Even his youth was spent helping his dad build high-performance race cars, and much like his CV, that fed directly into where he is today: high-end custom bicycles, right down to their very name.

‘Prova means to test and develop in Italian,’ says Hester. ‘When I was a kid, Ferrari used to put “Prova” and a model number on the back of their test cars. I always knew I’d use it as a business name one day.’

On this particular example that name sits luminescent in silver against the candy apple paint, a clue to at least one of the materials involved here.

‘It’s stainless steel, so the logos are polished exposed areas of the tubes. The top tube is Reynolds 953, the down tube Columbus XCr, and the head tube is custom CNC’d stainless steel. The rear non-driveside dropout is 3D-printed stainless steel, as is the seat tube lug.’

Yet there is more. The seat tube-cum-integrated seatpost is carbon, onto which clamps a 3D-printed titanium topper. Where others might look to stock parts, Hester makes his own.

‘I make the carbon seat tube myself. It’s thicker at the lug, which is a high-stress area, then tapers away from the lug join.

‘The 3D-printing is designed by me and made in New Zealand by a company that makes rocket parts.

‘I do the CAD design, the FEA simulation, the fabrication and the testing of every bike.

‘Testing is really important to me. Not every builder does it, but being an engineer I want to be completely confident in the bikes I give to people.’

The science of compliance

Testing led Hester to some interesting findings. The rear end of a steel frame is ‘30-40% less vertically compliant than a good carbon frame, whereas steel frames come pretty close in hub-to-hub stiffness if you use an oversized down tube.’ That’s the stiffness associated with efficient power transfer.
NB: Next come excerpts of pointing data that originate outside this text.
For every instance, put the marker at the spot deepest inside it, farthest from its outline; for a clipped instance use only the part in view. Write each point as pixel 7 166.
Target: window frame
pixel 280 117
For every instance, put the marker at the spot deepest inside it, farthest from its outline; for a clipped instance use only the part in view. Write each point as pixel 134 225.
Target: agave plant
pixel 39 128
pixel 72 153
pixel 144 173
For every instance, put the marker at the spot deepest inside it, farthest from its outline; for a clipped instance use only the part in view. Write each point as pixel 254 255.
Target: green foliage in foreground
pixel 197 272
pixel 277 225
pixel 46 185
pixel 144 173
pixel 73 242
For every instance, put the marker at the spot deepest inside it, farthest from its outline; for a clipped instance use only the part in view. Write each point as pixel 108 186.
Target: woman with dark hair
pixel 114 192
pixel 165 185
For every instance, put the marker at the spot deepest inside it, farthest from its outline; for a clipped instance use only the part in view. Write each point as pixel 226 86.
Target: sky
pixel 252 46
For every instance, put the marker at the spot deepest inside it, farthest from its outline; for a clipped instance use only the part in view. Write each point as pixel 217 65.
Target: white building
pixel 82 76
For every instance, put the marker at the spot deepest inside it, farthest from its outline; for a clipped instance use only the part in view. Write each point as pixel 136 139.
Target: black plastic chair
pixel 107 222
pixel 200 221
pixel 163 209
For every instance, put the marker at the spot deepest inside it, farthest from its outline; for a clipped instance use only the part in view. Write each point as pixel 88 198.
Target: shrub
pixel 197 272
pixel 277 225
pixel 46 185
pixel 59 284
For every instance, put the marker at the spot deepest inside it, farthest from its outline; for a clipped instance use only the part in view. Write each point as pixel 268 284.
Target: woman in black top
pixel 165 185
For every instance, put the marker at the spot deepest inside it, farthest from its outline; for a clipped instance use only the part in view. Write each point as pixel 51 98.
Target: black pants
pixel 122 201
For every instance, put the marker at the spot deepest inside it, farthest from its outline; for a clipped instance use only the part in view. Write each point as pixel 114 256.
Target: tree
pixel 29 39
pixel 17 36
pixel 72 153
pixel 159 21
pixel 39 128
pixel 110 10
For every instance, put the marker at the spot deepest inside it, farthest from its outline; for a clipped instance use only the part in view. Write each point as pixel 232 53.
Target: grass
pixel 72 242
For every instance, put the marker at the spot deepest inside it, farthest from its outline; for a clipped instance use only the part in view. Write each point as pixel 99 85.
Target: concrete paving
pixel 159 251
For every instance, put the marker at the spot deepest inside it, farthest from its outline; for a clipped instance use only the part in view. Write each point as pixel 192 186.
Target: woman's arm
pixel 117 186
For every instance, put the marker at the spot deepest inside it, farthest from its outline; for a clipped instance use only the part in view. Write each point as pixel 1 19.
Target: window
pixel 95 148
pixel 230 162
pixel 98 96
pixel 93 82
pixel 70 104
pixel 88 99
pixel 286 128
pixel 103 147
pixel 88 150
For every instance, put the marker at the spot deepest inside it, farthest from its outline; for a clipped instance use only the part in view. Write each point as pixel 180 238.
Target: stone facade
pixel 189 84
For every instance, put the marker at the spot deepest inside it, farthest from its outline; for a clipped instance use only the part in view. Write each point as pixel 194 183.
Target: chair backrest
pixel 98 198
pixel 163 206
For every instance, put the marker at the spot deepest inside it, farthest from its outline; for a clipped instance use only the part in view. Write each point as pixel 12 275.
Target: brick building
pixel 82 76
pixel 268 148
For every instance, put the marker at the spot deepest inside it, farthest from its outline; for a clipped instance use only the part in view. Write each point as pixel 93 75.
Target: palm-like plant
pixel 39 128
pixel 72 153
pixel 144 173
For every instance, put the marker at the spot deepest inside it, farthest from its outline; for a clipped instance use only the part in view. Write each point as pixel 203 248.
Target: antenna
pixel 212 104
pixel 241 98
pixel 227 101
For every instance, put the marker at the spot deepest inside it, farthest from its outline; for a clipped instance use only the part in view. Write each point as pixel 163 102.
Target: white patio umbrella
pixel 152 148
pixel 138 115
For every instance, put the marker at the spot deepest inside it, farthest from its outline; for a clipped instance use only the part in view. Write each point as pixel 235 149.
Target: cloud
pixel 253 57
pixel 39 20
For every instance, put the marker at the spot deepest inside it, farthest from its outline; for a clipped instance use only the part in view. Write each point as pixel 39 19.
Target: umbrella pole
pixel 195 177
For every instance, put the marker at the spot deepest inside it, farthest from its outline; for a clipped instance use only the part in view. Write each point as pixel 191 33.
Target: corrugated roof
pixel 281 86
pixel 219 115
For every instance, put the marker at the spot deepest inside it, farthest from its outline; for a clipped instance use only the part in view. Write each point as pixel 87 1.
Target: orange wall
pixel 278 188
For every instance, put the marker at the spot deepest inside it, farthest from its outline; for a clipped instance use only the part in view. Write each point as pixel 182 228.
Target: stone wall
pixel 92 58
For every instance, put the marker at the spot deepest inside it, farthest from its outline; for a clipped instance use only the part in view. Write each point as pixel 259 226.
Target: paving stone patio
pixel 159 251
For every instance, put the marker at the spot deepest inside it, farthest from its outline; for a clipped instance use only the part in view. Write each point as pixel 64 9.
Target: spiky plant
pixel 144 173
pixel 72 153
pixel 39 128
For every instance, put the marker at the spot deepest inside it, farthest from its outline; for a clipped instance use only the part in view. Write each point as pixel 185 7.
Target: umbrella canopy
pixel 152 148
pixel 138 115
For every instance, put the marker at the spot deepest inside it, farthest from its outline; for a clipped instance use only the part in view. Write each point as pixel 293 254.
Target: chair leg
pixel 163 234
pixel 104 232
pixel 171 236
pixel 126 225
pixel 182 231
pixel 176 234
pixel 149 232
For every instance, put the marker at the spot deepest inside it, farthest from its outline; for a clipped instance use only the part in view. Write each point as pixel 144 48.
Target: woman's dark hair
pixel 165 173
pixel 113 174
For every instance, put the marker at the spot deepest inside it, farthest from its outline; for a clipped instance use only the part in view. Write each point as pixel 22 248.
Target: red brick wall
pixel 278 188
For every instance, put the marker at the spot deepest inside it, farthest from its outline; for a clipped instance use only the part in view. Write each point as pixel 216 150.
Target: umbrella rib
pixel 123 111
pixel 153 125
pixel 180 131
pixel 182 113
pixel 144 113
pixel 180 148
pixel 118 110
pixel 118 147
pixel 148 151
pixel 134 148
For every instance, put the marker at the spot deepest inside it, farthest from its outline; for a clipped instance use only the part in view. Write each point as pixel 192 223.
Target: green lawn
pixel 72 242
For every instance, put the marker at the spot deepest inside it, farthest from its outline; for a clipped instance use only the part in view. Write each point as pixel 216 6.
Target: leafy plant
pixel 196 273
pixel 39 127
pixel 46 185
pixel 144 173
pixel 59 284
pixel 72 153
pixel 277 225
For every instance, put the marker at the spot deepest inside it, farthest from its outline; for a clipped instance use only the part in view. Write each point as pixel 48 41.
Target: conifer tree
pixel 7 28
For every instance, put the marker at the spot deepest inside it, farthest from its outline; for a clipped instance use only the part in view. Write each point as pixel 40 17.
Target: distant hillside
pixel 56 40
‘I think the comfort people feel in a steel bike is really coming from the front triangle’s ability to soak up bumps, and it happens when the down tube and top tube can deflect upwards on impact.

‘Small diameter or thin-walled steel tubes are best adapted to allow this.’

This is why Hester uses the wide-diameter 953 and XCr tubes, which comprise the thinnest tube walls available – just 0.3mm in some areas – and a 1.25in, rather than 1.5in, tapered head tube.

It’s also the main reason for the carbon seat tube. Hester says it provides rear-end compliance more in keeping with the front triangle, with the happy by-product that it saves 400g over a steel seat tube.

This Speciale frame comes in at a claimed 1,590g, with the full build well under 8kg.

‘Compliance is really important for a road bike, and not just for rider comfort. When carbon came along in MotoGP, designers made the frames almost infinitely stiff and it just didn’t work.

‘They couldn’t generate the grip because there was a constant load variation on the contact patch of the tyres as the frame wasn’t flexing torsionally to cope.

‘When you lay a bike down into a corner – and it’s the same for road bikes – it’s not the suspension fork that’s absorbing bumps, it’s the frame, and if the front and rear wheels can’t move independently [as with a super-stiff frame] the bike will jump off line.

‘If a frame is too soft, however, a bike will have an indirect, unpredictable feel in corners. The trick is balance through materials, design and construction.’

Australian by design

For a disc bike, the Prova Speciale is clean. The quality of the brazing and welding makes it hard to spot where one tube ends and another begins, particularly around that 3D-printed seat tube lug.

Brake hoses disappear into holes that have been reinforced on the inside using yet more custom designed 3D-printed parts, as opposed to stock inserts that sit proud of tube faces.

The build has been carefully considered as well. The Enve 4.5 wheelset has been customised by Dan Hale at Melbourne-based Shifter Bikes (top Instagram following tip, by the way), who stripped and polished the DT Swiss 240 hubs to echo the frame accents.

The Pro Stealth saddle has been re-skinned by fellow Melbournian Busyman Bicycles in alcantara, the synthetic leather used on car interiors, and the bars wrapped in matching tape.

‘You can’t ignore the aesthetic side of road bikes, but this is really design-driven,’ says Hester.

‘It’s what I think a modern steel disc road bike should be. It’s for that customer who might usually ride some high-end Cervélo or something.